O homem diz que foi levado à delegado em outra viatura do acusado, onde chegou por volta da 1h. Ele afirma que só foi embora do local por volta das 5h de segunda (10), após prestar depoimento ao delegado.
Procurada pela reportagem, a Secretaria de Segurança Pública (SSP) diz que o homem "foi convidado a comparecer à delegacia para apresentar o vídeo e testemunhar sobre a ação".
O CASO
Como mostrou a Folha de S.Paulo, policiais militares envolvidos no caso disseram que amarraram o suspeito porque ele teria resistido à abordagem e os ameaçado. A informação consta no boletim de ocorrência registrado no 27° DP (Campo Belo).

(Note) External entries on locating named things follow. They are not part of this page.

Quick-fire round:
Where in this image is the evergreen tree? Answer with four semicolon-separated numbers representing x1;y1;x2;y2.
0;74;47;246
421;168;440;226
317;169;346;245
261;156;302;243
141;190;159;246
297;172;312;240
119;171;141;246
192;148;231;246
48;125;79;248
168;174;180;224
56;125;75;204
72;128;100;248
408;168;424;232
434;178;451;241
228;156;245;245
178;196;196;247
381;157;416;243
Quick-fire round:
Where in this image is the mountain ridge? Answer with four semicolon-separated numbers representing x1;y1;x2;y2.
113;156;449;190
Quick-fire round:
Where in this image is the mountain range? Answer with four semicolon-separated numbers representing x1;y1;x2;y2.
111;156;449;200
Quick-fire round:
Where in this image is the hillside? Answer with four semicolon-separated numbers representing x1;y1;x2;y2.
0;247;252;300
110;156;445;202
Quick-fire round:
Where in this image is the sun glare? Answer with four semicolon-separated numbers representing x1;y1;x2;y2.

Conforme a versão dos policiais, eles patrulhavam a avenida Conselheiro Rodrigues Alves por volta das 23h50 de domingo (4) quando foram parados por uma mulher que indicou uma movimentação estranha em um mercado naquela via.
No estabelecimento, um funcionário relatou aos PMs que pessoas haviam entrado na loja e realizado um "arrastão", levando diversos produtos.
Os policiais deixaram o local e, metros à frente, na rua Morgado de Mateus, encontraram um homem de 32 anos com duas caixas de bombons, cada uma delas no valor de R$ 15.
Ainda segundo os PMs, o homem confessou o furto no mercado. Os policiais então deram ordem para que o suspeito se sentasse, mas foram ignorados. Os agentes disseram ainda que o homem estava bastante alterado e que foi necessário pedir reforço, totalizando quatro homens para segurá-lo.
Os policiais relatam que o suspeito ofereceu resistência mesmo algemado e que por isso foi necessário usar uma corda para amarrar seus pés.
Imobilizado, o suspeito foi conduzido pelos policiais à UPA Vila Mariana.
Em nota, a Polícia Militar lamentou o episódio e afirmou que a conduta dos policiais não é compatível com o treinamento e valores da instituição.
Foi instaurado um inquérito para apurar o ocorrido e os policiais foram afastados preventivamente das atividades operacionais. "As ações estão em desacordo com os procedimentos operacionais padrão da instituição", diz a nota.
O ouvidor das polícias, Claudinho Silva, disse à Folha de S.Paulo que vai pedir uma apuração rigorosa por parte da Corregedoria. Imagens das câmeras de monitoramento da UPA também foram solicitadas.
"A gente não pode naturalizar esse tipo de tratamento. Aquilo é tortura, não é abordagem policial", afirmou.